Home Editors' Picks How accurate are China’s COVID-19 death numbers?
How accurate are China’s COVID-19 death numbers?
By David Stanway and Nancy Lapid
CHINA’s narrow criteria for identifying deaths caused by COVID-19 will underestimate the true toll of the pandemic’s current wave there and could make it harder to communicate the best ways for people to protect themselves, foreign health experts warn.
Only deaths caused by pneumonia and respiratory failure after contracting COVID will be classified as having been caused by the coronavirus, a leading Chinese medical expert said on Tuesday.
Deaths from complications at other sites in the body, including underlying conditions made worse by the virus, would be excluded from the official toll, said Wang Guiqiang, head of the infectious disease department at Peking University First Hospital.
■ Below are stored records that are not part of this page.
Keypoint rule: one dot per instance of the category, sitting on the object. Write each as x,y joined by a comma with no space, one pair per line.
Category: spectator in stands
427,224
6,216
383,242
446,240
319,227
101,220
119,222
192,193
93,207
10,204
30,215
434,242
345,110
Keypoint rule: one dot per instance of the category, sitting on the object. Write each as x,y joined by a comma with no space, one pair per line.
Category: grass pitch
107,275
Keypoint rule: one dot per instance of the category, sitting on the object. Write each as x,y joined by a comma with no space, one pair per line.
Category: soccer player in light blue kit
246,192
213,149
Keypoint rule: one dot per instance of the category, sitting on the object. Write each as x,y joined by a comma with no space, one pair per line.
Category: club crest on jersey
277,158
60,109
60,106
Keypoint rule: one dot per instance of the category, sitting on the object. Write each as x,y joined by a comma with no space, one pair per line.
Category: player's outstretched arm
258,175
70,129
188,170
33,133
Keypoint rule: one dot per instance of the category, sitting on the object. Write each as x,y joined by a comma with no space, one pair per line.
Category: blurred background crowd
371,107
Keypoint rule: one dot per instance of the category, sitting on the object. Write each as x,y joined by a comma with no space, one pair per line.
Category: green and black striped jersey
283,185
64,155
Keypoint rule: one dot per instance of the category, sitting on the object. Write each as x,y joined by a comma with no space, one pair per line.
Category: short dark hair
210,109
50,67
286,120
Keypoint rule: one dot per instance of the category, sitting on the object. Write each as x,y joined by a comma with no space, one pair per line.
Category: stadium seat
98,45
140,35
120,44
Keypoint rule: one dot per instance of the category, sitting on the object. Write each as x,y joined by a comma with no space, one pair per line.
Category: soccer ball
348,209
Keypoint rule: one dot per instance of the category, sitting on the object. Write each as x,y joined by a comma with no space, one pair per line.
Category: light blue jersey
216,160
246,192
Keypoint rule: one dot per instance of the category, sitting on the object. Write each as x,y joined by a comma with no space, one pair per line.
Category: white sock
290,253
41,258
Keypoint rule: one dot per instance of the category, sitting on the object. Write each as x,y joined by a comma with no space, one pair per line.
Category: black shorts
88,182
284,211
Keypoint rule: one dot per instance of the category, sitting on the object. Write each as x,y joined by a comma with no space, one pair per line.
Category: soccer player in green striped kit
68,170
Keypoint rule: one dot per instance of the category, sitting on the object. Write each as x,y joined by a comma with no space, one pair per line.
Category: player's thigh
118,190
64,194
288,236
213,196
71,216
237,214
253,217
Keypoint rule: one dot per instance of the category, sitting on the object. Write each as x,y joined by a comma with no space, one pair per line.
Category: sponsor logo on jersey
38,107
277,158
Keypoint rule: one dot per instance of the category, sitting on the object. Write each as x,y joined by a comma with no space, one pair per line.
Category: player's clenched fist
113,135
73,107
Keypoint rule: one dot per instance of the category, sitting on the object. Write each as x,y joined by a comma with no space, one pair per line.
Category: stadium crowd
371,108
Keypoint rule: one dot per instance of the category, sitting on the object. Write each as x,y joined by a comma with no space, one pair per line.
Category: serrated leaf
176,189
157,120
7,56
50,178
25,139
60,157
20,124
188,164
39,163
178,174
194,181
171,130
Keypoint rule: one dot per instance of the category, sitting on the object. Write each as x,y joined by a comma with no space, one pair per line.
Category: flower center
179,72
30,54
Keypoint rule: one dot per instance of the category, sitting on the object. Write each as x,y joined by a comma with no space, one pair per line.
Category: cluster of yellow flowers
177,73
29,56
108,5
Experts familiar with hospital protocols in China told Reuters that such cases were not always excluded previously, though sometimes COVID would be ruled out as a cause of death if a formerly positive patient had tested negative a day or two before dying.
Wang said the criteria had changed because the Omicron variant is less likely to cause other life-threatening symptoms, though China’s hospitals are still required to judge each case to ascertain precisely whether or not COVID was the ultimate cause.
The methods for counting COVID deaths have varied across countries in the nearly three years since the pandemic began.
Yet disease experts outside of China say this specific approach would miss several other widely recognized types of potentially fatal COVID complications, from blood clots to heart attacks as well as sepsis and kidney failure.
Some of these complications can increase the chances of death at home, particularly for people who are not aware that they should seek care for these symptoms.
The new definition “clearly won’t capture all deaths from COVID,” said Dr. Aaron Glatt, an infectious diseases expert at Mount Sinai South Nassau Hospital in New York and a spokesperson for the Infectious Diseases Society of America. “To say you’re going to ignore anything else going on in the body makes no sense and is scientifically inaccurate.”
Last month, Korean researchers reported that 33% of Omicron-related deaths between July 2021 and March 2022 at one large hospital were due to causes other than pneumonia.
CAN CHINA’S COVID DATA BE TRUSTED?
With one of the lowest COVID death tolls in the world, China has been routinely accused of downplaying infections and deaths for political reasons.
A June 2020 study of the country’s initial outbreak in Wuhan starting in late 2019 estimated 36,000 could have died at the time, or 10 times the official figure.
A study published by the Lancet in April, which looked at COVID-related mortality in 74 countries and territories over 2020-2021, estimated there were 17,900 excess deaths in China over the period, compared to an official death toll of 4,820.
Globally, the study estimated 18.2 million excess deaths in 2021-2022, compared with reported COVID deaths of 5.94 million.
The new announcement from China raised concerns the government was seeking to disguise the true impact of relaxing its draconian “zero-COVID” controls after nearly three years of disruptive lockdowns and mandatory mass testing.
Despite widespread reports that funeral homes and crematoriums are struggling to cope with a surge in demand, China’s official death numbers have not spiked, with no new fatalities reported for Dec. 21 and only seven deaths reported since the government announced on Dec. 8 that “zero-COVID” restrictions would be removed.
China actually cut its accumulated death toll by one on Dec. 20, bringing the total to 5,241.
China’s National Health Commission did not immediately respond to requests for comment about the country’s COVID statistics and excess mortality.
Even if China were to continue defining COVID deaths more broadly, the official data is still unlikely to reflect the situation on the ground, given how quickly infections are now spreading, said Chen Jiming, a medical researcher at China’s Foshan University.
“The reported counts of cases and deaths are only a very small portion of the true values,” he said.
Ben Cowling, an epidemiologist at the University of Hong Kong’s School of Public Health, said the official death tally would be very low even if a broader definition were in use, “because so little testing is being done” now that China has discontinued mass surveillance.
On the other hand, Cowling said, labeling every person who died while positive for COVID as having died from the disease could lead to an over-count. Such an approach “can also be criticized because it can, and has, included coincidental deaths such as in people hit by a bus while having mild COVID.”
Dr. Mai He, a pathologist at Washington University in St. Louis who was involved in the Wuhan study published in 2020, said there was still a lack of faith in the integrity of China’s numbers.
“The persistent critical issue is a lack of transparency; people cannot use their data to do research and analysis, (or) provide guidance for the next step,” he told Reuters.
The lack of trust in China’s statistics is also causing panic among members of the public, said Victoria Fan, senior fellow in global health at the Center for Global Development.
“It’s in the best interest of the government to be more transparent, because a lot of the behaviors that the public is exhibiting is because they don’t have information,” she said.